Chapter 52 must furthermore be construed in light of its original laudable purpose, to wit, elimination of the collateral consequences imposed upon otherwise law-abiding citizens who have had a minor brush with the criminal justice system. See N.J.S.A. 2C:52-32. Modification or expungement of a previously entered Final Order of Expungement would be inimical to that legislative purpose. The chapter was intended to permit a defendant to regain many of those civil privileges that are lost attendant to a criminal conviction, e.g., the right to serve on a jury, N.J.S.A. 2C:51-3b, the right to vote, N.J.S.A. 19:4-1, and the right to purchase and possess a firearm, see N.J.S.A. 2C:58-3c(1), 2C:58-4(c), and 2C:39-7. See N.J.S.A. 2C:52-27. The statutes also allow an individual to keep potentially embarrassing information about a prior criminal record private from the inquiry of employers and others. No other `relief', such as the second expungement sought by T.P.D., appears to have been intended.[7] The statutes were not designed to promote a criminal defendant's ability to avoid enforcement of his or her plea bargain by resort to the chapter's provisions. Indeed, there is nothing which suggests that the Legislature ever intended the statutes to be used in a manner that would allow a portion of an expungement to be subsequently expunged.

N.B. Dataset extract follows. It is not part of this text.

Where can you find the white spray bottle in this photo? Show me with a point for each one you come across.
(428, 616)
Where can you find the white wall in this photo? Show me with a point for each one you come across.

In this application, however, T.P.D. is not only seeking to avoid access to his criminal records, but to avoid enforcement of the conditional discharge he received in return for his promise to never again seek a position in law enforcement. This result cannot be accomplished by an expungement. It is well established that plea agreements, though criminal in nature, are governed by principles of contract law. State v. Barone, 288 N.J.Super. 102, 118, 671 A.2d 1096 (App. Div.) (quoting United States v. Moscahlaidis, 868 F.2d 1357, 1361 (3rd Cir.1989)) certif. granted 144 N.J. 589, 677 A.2d 762 (1996). As such, they must be carried out and enforced unless the state or the defendant can establish that the plea agreement is invalid or that its enforcement would be manifestly unjust. R. 3:21-1. Neither basis has been proffered in the present matter and the plea agreement must therefore be enforced irrespective of whether a subsequent expungement is granted.
An expungement simply requires the state to extract and isolate the criminal justice records of a defendant. It does not alter, amend or render inoperative any conditions or terms contained in an order or plea agreement.